Some sectors are already doing well in this environment: cloud security firms; food delivery; aerospace and defense; and end-to-end security and network solutions. Cisco, for instance, has a program for 15 of the 17 domains of the impending Cybersecurity Maturity Model Certification.

Overall, however, compliance competes for attention behind other priorities: covid and getting remote working working; cloud adoption that trades off user experience with security; artificial intelligence and machine learning for threat detection now; the need to recruit develop and retain cyber skills; and phishing (it’s too easy). For some companies, compliance may not seem to be worth the expense, until fines go up or threats take more of their earnings.

Next, we reviewed some examples of initiatives in the compliance business:

  • Environmental Protection Agency’s discretion policy on enforcement to due covid-caused worker shortages
  • Health Insurance Portability and Accountability Act (HIPAA) requirements being tightened as attackers target health care providers
  • Collaborative standards of the Payment Card Industry Data Security Standards Council
  • National Institute of Standards and Technology requirements for remote operations

 These efforts are about mitigating threats with great defense rather than hunting threats. This point led to the question, how can we identify our “blind spots” that make us more susceptible to either non-compliance with government/private sector standards or attack? 

We gave two examples. 

First, we showed political – legal checklist from Covington provided questions that any business can ask of itself. 

Second, we showed a 4×4 matrix called a “Johari Window” through which a company could look to identify what it knows and does not know about itself (programs, connections, funding, decisions and value), and what it knows and does not know about others (competitors, threats, aggregates.)

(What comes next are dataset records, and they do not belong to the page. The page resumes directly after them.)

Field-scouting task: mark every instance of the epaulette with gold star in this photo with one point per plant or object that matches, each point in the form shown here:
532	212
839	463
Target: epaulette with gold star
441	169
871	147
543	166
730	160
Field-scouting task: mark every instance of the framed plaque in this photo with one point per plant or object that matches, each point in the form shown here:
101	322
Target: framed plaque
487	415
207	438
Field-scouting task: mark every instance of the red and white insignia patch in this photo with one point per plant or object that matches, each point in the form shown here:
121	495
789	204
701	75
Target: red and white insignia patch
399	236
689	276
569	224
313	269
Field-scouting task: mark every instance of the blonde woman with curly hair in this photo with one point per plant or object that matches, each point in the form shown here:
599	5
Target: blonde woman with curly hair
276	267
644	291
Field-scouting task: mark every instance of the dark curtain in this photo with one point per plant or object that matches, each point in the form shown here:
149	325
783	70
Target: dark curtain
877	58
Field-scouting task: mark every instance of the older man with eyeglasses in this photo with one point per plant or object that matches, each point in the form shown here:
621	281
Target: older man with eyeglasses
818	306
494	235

The summary of the presentation related the importance of identifying and anticipating threat aggregates, argued that Western-style supply chain competition is facing a different aggregate of Chinese supply chain warfare, noted how we are reacting to this threat with government and industry compliance initiatives, and advocated the use of “blind spot analysis” to help with those challenges.

The discussion that ensued raised thought-provoking questions, developed insights, and offered potential solutions. A few of these are:

  • “Mission spillage” in the health industry, in which expanding covid-19 compliance standards can impinge upon individual HIPAA compliance; therefore personally identifiable information and personal health information need to be specified
  • The complex challenges facing broad-based companies that need to meet federal, state, city, commerce &  industry compliance standards and certifications; therefore we need an integrated picture of what needs to be done
  • There’s a need to identify and analyze “sensitive variables” that cause aggregates to form; what are creating the conditions in which propellants emerge and are ignited, and how do those aggregates interact (collide or conjoin?)
  • We need zero trust mechanisms to defend and mitigate such complex threats
  • There are a variety of tools with which to identify where the jobs are in the compliance business

At the end of the hour, several participants expressed an interest in the next webinar being about specific local tools and solutions to these complex problems.